Der plötzliche Absturz Jospins brachte den in der "pluralistischen" Linksregierung federführenden Sozialisten harte Hegemonie-Vorwürfe seitens der Koalitionspartner ein. Besonders schmerzlich war bei der Niederlage, dass der Linkskandidat Jospin bei der Präsidentenwahl durch den Front-National-Chef Jean-Marie Le Pen aus dem Rennen geworfen wurde. Am stärksten bezahlten die Kommunisten ihre fünfjährige Regierungsbeteiligung. Der PCF-Chef und Präsidentschaftskandidat Robert Hue bekam nur noch 3,5 Prozent der Wählerstimmen. Das schlechte Ergebnis stellt das Überleben der Partei selbst in Frage.
Zunächst haben sich Sozialisten, (linksliberale) Radikalsozialisten (PRG), Grüne, Kommunisten und die "Bürgerbewegung" MDC des ehemaligen Innenministers Jean-Pierre Chevenement darauf geeinigt, in der Stichwahl Le Pen mit allen Mitteln zu bekämpfen. Ein schwaches Ergebnis des Rechtsextremisten wäre ein Beweis dafür, dass die Linksparteien ihre Wähler noch "in der Hand haben" und es erlauben, das Ergebnis vom 21. April als "Unfall" einzustufen.
Seit vergangener Woche führt PS-Chef Francois Hollande daneben auch Aussprachen mit sämtlichen Parteichefs der "pluralistischen Linken". Das erklärte Ziel ist es, ein gemeinsames Projekt in Hinblick auf die Parlamentswahlen vom 9. und 16. Juni auszuarbeiten. Nachdem Jospin den Einzug in den Elysee-Palast verpasst hat, hegen die Sozialisten nun die Ambition, erneut einen Premierminister zu stellen. Sämtliche Linksparteien außer der MDC haben sich unterdessen darauf geeinigt, bei der Parlamentswahl in all jenen Wahlkreisen, in denen die FN siegen könnte, einen Einheitskandidaten ins Rennen zu schicken.
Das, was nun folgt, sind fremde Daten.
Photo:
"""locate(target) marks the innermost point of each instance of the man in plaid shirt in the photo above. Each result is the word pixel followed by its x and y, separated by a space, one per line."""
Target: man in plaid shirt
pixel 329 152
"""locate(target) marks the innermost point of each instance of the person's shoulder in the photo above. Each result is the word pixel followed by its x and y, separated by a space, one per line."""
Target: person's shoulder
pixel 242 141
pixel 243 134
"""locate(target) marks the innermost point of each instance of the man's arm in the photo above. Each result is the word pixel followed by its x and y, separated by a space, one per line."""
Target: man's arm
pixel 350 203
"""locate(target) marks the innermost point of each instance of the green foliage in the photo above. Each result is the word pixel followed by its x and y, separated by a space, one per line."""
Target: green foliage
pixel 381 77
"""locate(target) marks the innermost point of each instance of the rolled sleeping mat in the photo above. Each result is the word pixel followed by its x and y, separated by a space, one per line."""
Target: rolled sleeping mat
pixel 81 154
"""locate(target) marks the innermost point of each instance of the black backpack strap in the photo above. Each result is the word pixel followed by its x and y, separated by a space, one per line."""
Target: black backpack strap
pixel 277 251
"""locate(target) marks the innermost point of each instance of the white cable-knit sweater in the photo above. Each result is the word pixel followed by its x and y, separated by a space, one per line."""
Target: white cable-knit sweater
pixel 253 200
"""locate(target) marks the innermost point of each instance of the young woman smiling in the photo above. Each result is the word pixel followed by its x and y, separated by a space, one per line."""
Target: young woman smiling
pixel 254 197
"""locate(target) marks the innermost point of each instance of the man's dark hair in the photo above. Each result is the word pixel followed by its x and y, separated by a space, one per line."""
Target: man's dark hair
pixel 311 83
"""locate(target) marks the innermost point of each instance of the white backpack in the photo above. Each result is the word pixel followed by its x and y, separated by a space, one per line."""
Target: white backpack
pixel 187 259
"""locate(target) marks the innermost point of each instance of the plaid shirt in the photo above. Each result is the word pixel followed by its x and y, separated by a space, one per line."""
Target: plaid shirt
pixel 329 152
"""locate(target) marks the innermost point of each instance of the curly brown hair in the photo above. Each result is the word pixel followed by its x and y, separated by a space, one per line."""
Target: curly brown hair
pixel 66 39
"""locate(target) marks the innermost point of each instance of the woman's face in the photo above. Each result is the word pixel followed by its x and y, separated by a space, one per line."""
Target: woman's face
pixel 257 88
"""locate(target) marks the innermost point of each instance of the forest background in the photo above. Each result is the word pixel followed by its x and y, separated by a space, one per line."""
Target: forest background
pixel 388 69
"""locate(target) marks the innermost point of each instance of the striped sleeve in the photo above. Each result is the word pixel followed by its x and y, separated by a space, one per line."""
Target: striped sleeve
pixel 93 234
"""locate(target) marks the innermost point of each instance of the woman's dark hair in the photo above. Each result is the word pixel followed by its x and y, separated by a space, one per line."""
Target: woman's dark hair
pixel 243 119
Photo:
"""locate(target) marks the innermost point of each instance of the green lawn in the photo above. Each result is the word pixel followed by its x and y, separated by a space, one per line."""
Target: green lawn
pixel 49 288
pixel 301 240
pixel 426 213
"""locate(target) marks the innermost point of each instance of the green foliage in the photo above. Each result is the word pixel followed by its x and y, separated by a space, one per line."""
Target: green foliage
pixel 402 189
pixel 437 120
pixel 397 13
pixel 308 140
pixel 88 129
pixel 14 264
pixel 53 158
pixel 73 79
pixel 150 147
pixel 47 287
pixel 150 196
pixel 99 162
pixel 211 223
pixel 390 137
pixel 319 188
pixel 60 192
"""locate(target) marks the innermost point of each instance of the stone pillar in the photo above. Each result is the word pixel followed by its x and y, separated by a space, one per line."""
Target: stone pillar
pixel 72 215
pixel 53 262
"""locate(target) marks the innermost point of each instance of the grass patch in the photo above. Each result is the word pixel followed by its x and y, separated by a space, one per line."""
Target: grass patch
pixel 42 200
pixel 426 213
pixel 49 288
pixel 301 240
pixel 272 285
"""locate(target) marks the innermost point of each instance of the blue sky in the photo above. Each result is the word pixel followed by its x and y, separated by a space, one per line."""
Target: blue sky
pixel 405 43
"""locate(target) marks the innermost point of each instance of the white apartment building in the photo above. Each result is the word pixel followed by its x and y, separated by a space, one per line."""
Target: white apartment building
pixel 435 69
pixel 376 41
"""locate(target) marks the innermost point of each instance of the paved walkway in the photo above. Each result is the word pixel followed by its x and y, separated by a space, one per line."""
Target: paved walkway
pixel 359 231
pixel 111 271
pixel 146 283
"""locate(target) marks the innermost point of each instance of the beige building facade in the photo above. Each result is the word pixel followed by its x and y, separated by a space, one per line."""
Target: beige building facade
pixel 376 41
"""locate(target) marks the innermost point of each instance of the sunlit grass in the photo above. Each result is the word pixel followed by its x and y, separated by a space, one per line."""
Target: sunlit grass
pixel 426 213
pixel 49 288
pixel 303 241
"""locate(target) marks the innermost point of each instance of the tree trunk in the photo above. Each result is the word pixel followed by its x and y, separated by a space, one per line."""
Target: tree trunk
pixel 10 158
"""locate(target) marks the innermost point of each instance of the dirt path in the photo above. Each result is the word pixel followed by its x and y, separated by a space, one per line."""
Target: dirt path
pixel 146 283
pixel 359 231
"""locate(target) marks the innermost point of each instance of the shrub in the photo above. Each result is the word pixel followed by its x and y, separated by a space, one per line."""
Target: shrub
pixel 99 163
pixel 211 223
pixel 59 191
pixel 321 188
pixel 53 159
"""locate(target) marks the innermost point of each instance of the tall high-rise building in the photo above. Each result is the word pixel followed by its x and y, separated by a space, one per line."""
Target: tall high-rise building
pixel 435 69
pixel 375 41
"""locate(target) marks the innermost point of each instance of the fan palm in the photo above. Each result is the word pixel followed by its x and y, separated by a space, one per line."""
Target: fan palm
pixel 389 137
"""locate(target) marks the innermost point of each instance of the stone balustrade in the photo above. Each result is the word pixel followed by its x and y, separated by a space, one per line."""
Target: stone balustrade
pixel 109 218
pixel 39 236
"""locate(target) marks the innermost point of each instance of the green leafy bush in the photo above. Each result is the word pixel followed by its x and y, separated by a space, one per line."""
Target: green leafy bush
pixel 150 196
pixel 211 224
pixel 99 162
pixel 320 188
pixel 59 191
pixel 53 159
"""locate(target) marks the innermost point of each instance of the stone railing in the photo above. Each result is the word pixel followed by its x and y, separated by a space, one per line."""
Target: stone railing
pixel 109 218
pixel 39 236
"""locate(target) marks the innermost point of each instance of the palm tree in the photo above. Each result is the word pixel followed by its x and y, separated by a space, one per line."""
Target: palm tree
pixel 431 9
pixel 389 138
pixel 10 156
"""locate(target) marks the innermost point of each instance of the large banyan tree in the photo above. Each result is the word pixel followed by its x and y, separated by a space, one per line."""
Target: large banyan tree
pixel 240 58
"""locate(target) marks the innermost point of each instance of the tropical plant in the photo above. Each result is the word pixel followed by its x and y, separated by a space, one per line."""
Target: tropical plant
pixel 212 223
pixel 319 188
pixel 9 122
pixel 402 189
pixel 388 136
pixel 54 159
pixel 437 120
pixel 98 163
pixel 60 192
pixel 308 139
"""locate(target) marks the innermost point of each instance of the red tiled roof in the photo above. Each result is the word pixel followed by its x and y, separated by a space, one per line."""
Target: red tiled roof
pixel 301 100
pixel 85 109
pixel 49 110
Die MDC zeigte sich in Hinblick auf eine künftige Allianz noch vorsichtiger. Man darf dabei nicht vergessen, dass Jean-Pierre Chevenement während des Präsidentenwahlkampfes eine heftige Kampagne gegen Jospin führte und öffentlich versprach, sich vor dem zweiten Durchgang nicht auf die Seite der Linken zu schlagen. Für den PS-Dissidenten und Ex-Minister steht daher die politische Glaubwürdigkeit auf dem Spiel. Die "Bürgerbewegung" erklärte sich zwar zu gewissen "Arrangements" bereit. An einer am Dienstag angesetzten geplanten Sitzung der Linksparteien zur Wahlvorbereitung beteiligte sich die MDC nicht. Chevenement setzt weiterhin auf die Möglichkeit, durch einen "republikanischen Pol" Wähler aus dem linken und rechten Lager anzuziehen. In diesem Sinne steht am 11. und 12. Mai ein "Parteitag der republikanischen Wiederbegründung" auf dem Programm.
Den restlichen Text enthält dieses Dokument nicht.